Outdoor bills wrapping up at Legislature
No decision on No Trespass
One of the most hotly contested and high profile pieces of legislation at the current session of the North Dakota Legislature appears to be nearing the finish line. SB 2315, known as the “No Trespass” bill, has been the subject of many committee hearings that drew considerable response from sportsmen and landowners.
In its original form SB 2315 sought to remove a requirement that landowners post their land if they wished it to be off limits to the public. Opponents who appeared at committee hearings and spoke against the bill maintained that hunting in the state would suffer a crippling blow should the bill become law. The position of many landowners who testified at the committee level was that the need to post land against trespassers and hunters was not necessary, citing rights of no trespass on any private property.
North Dakota has long been the only state where landowners are required to post their property such as with “No Hunting” or “No Trespassing” signs. The issue has surfaced at previous legislative sessions without success.
During the committee process in the Senate the bill was amended from eliminating the posting requirement to creating an electronic database using color coding to identify private land “open to hunters, closed to hunters or open to hunters with permission.”
The database was to be maintained by an unnamed “hunters access advisory group” and begin operation in 2020 with all counties in the state to be included in the database by 2022. The database would not be exclusive, meaning landowners could still do physical posting of their land.
Any of several versions of the bill could emerge from the House Agricultural Committee, which was meeting on the matter late Friday. If amendments are made to the version of SB 2315 that passed the Senate 28-16, and subsequently passed by the House, the bill would go back to the Senate for a final vote. If the bill is not amended in the House Agricultural Committee and brought to the House floor in its current form, the vote on the bill would be the final.

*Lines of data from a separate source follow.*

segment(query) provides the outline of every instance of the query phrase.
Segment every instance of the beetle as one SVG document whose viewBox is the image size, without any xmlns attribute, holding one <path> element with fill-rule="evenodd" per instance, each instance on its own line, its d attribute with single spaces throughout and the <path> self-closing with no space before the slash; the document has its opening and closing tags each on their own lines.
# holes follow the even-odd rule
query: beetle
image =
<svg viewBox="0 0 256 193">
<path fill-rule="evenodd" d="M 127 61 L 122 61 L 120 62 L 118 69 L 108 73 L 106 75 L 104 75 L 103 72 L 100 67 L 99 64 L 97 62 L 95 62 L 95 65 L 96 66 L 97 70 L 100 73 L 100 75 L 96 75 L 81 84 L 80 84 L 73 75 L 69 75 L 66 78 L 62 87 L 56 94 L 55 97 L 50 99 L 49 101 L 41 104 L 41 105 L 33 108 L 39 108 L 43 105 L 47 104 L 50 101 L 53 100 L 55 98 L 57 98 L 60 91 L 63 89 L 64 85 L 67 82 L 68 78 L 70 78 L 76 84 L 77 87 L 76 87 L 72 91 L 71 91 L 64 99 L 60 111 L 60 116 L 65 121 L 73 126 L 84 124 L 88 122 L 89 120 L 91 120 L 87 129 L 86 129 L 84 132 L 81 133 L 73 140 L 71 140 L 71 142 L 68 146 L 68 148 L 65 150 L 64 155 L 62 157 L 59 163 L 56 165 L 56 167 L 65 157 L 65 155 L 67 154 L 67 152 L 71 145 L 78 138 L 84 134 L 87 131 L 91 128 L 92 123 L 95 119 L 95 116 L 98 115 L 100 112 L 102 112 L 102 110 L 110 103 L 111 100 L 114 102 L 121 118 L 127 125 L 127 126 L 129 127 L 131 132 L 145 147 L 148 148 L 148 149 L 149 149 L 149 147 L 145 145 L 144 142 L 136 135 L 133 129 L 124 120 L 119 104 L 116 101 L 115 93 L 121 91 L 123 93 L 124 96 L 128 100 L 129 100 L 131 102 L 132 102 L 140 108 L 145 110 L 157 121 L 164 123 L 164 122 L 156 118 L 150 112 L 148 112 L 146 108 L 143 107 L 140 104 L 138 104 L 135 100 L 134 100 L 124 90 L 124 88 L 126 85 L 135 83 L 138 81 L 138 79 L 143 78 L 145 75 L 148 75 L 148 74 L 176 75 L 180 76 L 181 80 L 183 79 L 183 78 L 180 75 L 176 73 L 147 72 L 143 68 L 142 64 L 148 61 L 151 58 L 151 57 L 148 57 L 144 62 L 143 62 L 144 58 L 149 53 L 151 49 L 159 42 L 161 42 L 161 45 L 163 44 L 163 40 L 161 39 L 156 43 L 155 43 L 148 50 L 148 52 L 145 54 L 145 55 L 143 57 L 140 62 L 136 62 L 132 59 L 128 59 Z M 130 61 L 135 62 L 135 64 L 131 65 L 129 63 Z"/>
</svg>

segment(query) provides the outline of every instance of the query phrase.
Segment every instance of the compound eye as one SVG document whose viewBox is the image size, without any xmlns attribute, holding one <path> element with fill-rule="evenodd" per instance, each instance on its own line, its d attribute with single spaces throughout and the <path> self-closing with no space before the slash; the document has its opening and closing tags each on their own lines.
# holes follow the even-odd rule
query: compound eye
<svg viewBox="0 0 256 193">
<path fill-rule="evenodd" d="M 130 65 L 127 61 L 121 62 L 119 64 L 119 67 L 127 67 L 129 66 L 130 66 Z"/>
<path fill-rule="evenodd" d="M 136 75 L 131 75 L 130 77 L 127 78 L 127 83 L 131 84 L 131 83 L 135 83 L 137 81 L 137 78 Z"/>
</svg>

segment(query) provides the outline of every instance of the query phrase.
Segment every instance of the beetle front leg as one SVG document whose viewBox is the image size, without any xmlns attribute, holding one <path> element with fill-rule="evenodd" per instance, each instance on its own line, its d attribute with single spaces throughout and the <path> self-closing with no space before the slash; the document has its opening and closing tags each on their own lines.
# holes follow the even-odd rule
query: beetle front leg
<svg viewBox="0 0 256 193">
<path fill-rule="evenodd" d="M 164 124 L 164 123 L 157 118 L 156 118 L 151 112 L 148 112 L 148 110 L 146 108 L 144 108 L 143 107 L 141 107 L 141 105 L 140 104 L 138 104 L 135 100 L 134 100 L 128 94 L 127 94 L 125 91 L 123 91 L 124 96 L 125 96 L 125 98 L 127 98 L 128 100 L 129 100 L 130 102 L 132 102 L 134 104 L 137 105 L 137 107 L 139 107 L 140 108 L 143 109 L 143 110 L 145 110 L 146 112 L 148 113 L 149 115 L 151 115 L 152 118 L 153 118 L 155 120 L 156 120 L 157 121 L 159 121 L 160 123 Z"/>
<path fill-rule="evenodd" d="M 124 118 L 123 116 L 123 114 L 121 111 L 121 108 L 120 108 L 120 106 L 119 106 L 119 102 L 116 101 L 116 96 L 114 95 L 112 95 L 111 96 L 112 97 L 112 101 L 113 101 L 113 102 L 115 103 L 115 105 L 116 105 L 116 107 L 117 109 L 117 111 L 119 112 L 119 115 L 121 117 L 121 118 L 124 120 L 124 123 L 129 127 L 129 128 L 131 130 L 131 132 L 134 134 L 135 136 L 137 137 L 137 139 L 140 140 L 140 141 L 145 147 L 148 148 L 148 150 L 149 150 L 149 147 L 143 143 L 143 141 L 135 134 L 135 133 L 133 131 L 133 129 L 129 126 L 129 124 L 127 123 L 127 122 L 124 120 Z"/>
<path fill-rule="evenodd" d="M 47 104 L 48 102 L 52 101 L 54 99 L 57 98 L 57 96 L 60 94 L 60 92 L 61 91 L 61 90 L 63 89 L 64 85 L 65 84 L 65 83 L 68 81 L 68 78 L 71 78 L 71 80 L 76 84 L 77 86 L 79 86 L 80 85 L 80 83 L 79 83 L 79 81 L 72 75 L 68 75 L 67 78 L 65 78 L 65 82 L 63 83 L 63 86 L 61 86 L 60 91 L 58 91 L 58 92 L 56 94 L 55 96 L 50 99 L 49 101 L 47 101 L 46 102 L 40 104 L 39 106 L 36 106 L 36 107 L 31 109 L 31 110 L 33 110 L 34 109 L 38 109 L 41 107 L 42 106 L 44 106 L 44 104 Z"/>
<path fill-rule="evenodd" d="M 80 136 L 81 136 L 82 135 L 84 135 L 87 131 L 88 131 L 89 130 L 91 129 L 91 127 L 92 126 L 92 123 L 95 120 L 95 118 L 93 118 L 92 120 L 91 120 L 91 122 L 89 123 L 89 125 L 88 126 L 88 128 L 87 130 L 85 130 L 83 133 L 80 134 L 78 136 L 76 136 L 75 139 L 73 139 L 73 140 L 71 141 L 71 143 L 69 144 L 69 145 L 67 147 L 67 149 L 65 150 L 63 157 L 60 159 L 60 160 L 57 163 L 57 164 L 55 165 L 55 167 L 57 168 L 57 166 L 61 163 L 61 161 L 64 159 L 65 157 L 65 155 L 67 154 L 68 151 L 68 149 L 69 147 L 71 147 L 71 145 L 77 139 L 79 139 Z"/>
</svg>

A House vote on SB 2315 could come next week. Legislators have until Thursday, May 2 to complete their 80 day session limit. However, it is likely legislators will choose to wrap up the session as many as five days earlier, which would save days if needed for a call-back special session.
A bill that started out with one purpose has been amended so extensively that the original intent is no longer under consideration. SB 2058 was originally written to allow the use of infrared lights for night hunting. However, since the House introduced and passed a similar bill, SB 2058 has been transformed into habitat land improvement legislation with no reference to infrared lights.
The original bill passed the Senate 44-1 before being forwarded to the House which declared an “emergency measure” that amended the bill considerably, leaving no resemblance to the one passed by the Senate. The House passed the amended version 85-6, meaning the bill goes back to the Senate for an up or down vote.
Another bill still going through the legislative process and of great interest throughout the state is SB 2293. It is the aquatic nuisance species, or ANS bill. The bill, which would assess surcharge fees on hunting, fishing and watercraft licenses, would create an ANS fund to be used for “education, inspection and monitoring.”
SB 2293 passed the Senate 45-2 but was amended in the House and referred to appropriations. The final wording of the bill that will reach the House floor was not known as of late Friday. The Senate version was to assess an additional $6 for non-resident fishing and waterfowl licenses, $3 for resident fishing and waterfowl and $6 for all watercraft.
A bill relating to guidelines for law enforcement officers entering and searching buildings or private land was defeated. HB 1290 passed, 64-29, in the House but was voted down in the Senate 4-43.